2) i quaranta giorni in cui Gesù ammaestrò i suoi discepoli tra la resurrezione e l'Ascensione.

Ancora più numerosi i riferimenti nell'Antico Testamento:

1) i quaranta giorni del diluvio universale;

2) i quaranta giorni passati da Mosè sul monte Sinai;

3) i quaranta giorni che impiegarono gli esploratori ebrei per esplorare la terra in cui sarebbero entrati;

4) i quaranta giorni di cammino del profeta Elia per giungere al monte Oreb;

5) i quaranta giorni di tempo che, nella predicazione di Giona, Dio dà a Ninive prima di distruggerla;

i quaranta anni trascorsi da Israele nel deserto.

Storia 

Nella Chiesa primitiva la celebrazione della Pasqua era anticipata da uno o due giorni di digiuno. Tale digiuno sembra fosse orientato non tanto alla celebrazione pasquale quanto all'amministrazione del battesimo che pian piano veniva riservata alla veglia pasquale. La prassi del digiuno era indirizzata innanzitutto ai catecumeni e poi estesa al ministro del battesimo e a tutta la comunità ecclesiale. Tale digiuno non aveva scopo penitenziale ma ascetico-illuminativo.

In questo periodo a Roma la domenica precedente la Pasqua era denominata "Domenica di Passione" e nel Venerdì e Mercoledì di questa stessa settimana non si celebrava l'eucaristia. L'estensione del digiuno per tutta la settimana precedente la Pasqua è certa solamente per la Chiesa di Alessandria.

Di tale consuetudine è testimone uno storico del V secolo, Socrate Scolastico, che riferisce di un periodo di digiuno nelle sei settimane che precedevano la Pasqua osservato nell'Illirico e in Grecia; a Roma invece il digiuno durava tre settimane. Durante le tre settimane prima della Pasqua si proclamava il vangelo secondo Giovanni.

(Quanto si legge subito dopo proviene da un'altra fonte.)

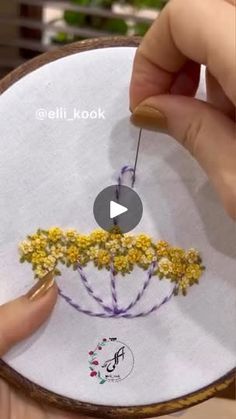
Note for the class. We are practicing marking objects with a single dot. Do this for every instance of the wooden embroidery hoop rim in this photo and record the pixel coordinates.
(42, 395)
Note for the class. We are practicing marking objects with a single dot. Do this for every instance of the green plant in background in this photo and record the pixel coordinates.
(105, 24)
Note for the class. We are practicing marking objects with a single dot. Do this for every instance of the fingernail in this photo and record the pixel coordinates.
(42, 287)
(150, 118)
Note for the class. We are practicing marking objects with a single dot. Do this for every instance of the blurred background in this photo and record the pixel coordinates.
(30, 27)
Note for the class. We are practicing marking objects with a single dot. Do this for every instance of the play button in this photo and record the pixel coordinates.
(118, 206)
(116, 209)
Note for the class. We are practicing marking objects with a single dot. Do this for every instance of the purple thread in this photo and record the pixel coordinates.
(105, 315)
(144, 287)
(113, 290)
(114, 311)
(90, 289)
(125, 169)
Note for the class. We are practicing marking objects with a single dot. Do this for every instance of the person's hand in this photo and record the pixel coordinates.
(19, 319)
(166, 76)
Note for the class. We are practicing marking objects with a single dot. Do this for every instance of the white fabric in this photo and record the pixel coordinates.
(50, 173)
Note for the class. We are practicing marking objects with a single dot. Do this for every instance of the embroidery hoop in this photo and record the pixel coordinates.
(65, 402)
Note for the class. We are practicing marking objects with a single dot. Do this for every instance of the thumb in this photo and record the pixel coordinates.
(207, 134)
(21, 317)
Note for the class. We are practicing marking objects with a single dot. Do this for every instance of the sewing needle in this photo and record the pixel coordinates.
(136, 158)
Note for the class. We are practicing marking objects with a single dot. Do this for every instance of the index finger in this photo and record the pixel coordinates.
(199, 30)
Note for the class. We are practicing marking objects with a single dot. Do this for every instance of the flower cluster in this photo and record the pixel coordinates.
(46, 249)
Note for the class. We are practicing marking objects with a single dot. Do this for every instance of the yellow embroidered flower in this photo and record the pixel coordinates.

La lettura di questo testo è giustificata dal fatto che esso è ricco di brani che si riferiscono alla prossimità della Pasqua e alla presenza di Gesù a Gerusalemme.

Questa preparazione prolungata fu motivata dalla prassi penitenziale. Coloro che desideravano essere riconciliati con Dio e con la Chiesa iniziavano il loro cammino di preparazione nella prima di queste Domeniche (più tardi verrà anticipata al Mercoledì immediatamente precedente) e veniva concluso la mattina del Giovedì santo, giorno in cui ottenevano la riconciliazione. In tal modo i penitenti si sottoponevano a un periodo di preparazione che durava quaranta giorni. Da qui il termine latino Quadragesima. I penitenti intraprendevano questo cammino attraverso l'imposizione delle ceneri e l'utilizzazione di un abito di sacco in segno della propria contrizione e del proprio impegno ascetico.

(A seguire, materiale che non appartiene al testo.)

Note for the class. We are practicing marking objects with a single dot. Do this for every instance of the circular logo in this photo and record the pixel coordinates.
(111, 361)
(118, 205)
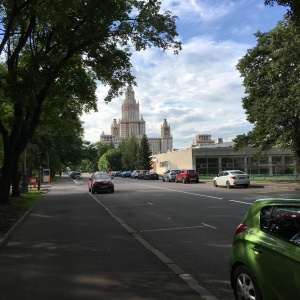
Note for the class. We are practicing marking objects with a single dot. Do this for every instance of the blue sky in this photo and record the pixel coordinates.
(198, 91)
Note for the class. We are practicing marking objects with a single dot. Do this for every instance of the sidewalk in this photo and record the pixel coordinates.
(70, 247)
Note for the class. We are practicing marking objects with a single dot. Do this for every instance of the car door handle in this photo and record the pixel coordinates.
(256, 249)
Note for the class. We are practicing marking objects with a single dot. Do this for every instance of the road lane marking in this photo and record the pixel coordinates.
(240, 202)
(178, 228)
(184, 192)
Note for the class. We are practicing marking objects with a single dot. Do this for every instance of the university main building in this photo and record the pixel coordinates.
(132, 123)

Verso la fine del V secolo, ha inizio la celebrazione del mercoledì e del venerdì precedenti la quaresima come se ne facessero parte. Si giunge a imporre le ceneri ai penitenti il mercoledì di questa settimana antecedente la prima domenica di quaresima, rito che verrà poi esteso a tutti i cristiani. A partire da questa fase incominciano a delinearsi anche le antiche tappe del catecumenato, che preparava al battesimo pasquale nella solenne veglia del Sabato santo; infatti questo tempo battesimale si integrava con il tempo di preparazione dei penitenti alla riconciliazione del giovedì santo. Fu così che anche i semplici fedeli - ovvero quanti non erano catecumeni né pubblici penitenti - vennero associati a questo intenso cammino di ascesi e di penitenza per poter giungere alle celebrazioni pasquali con l'animo disposto a una più autentica partecipazione.

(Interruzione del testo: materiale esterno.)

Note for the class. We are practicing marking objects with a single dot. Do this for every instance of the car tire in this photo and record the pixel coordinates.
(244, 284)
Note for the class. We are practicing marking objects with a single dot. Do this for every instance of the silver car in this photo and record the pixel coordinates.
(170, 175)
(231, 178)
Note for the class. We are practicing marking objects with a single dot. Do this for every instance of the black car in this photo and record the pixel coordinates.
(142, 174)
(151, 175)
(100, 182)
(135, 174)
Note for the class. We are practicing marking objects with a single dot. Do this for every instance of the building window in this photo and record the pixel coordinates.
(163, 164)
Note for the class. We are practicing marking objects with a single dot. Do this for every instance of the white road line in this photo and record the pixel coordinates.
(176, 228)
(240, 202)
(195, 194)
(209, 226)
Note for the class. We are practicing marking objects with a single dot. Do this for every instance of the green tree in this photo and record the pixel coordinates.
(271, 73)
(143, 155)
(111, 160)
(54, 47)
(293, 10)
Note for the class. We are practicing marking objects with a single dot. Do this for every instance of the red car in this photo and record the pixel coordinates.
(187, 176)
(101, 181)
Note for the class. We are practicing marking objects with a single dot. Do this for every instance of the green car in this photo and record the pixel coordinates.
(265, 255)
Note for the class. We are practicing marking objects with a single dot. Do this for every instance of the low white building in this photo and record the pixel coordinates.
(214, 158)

Nel corso del VI secolo, tutta la settimana che precede la prima domenica di quaresima è dedicata alla preparazione pasquale. La domenica con cui ha inizio questa settimana è la Quinquagesima, perché è il cinquantesimo giorno prima di Pasqua. Tra il VI e il VII secolo si costituì un ulteriore prolungamento con altre due domeniche (Sessagesima e Settuagesima). Il Tempo di settuagesima (detto anche tempo di Carnevale) che comprendeva queste tre domeniche è stato abolito nel rito romano riformato dopo il Concilio Vaticano II, in cui la quaresima si inizia direttamente con il Mercoledì delle ceneri. Si conserva invece nell'usus antiquior del rito romano.

Allo sviluppo della quaresima ha contribuito la disciplina penitenziale per la riconciliazione dei peccatori che avveniva la mattina del giovedì santo e le esigenze sempre crescenti del catecumenato con la preparazione immediata al battesimo, celebrato nella notte di Pasqua.

La celebrazione della Pasqua nei primi tre secoli della vita della Chiesa non aveva un periodo di preparazione. La comunità cristiana viveva così intensamente l'impegno cristiano fino alla testimonianza del martirio da non sentire la necessità di un periodo di tempo per rinnovare la conversione già avvenuta con il Battesimo.

L'uso di iscrivere i peccatori alla penitenza pubblica quaranta giorni prima di Pasqua determinò la formazione di una quadragesima (quaresima) che cadeva nella VI domenica prima di Pasqua. Dal momento poi che la domenica non si celebravano riti penitenziali, si fissò questo atto al mercoledì precedente. Ogni mercoledì era, infatti, giorno di digiuno. Così è nato il mercoledì delle ceneri.

Allo sviluppo della quaresima ha contribuito prima di tutto la pratica del digiuno in preparazione alla Pasqua, poi la disciplina penitenziale, infine la preparazione dei catecumeni che saranno battezzati la notte di Pasqua.

Le opere di penitenza quaresimale

Le opere della penitenza quaresimale sono:

1) Il digiuno ecclesiastico prescrive che tutti i maggiorenni fino al 60º anno iniziato osservino il digiuno "il mercoledì delle ceneri e il venerdì della Passione e Morte del Signore Nostro Gesù Cristo". Però la conferenza episcopale può determinare ulteriormente l'osservanza del digiuno, come pure sostituirvi, in tutto o in parte, altre forme di penitenza, soprattutto opere di carità ed esercizi di pietà. Nel Codice del 1917 l'obbligo del digiuno era disposto per tutti i giorni della Quaresima.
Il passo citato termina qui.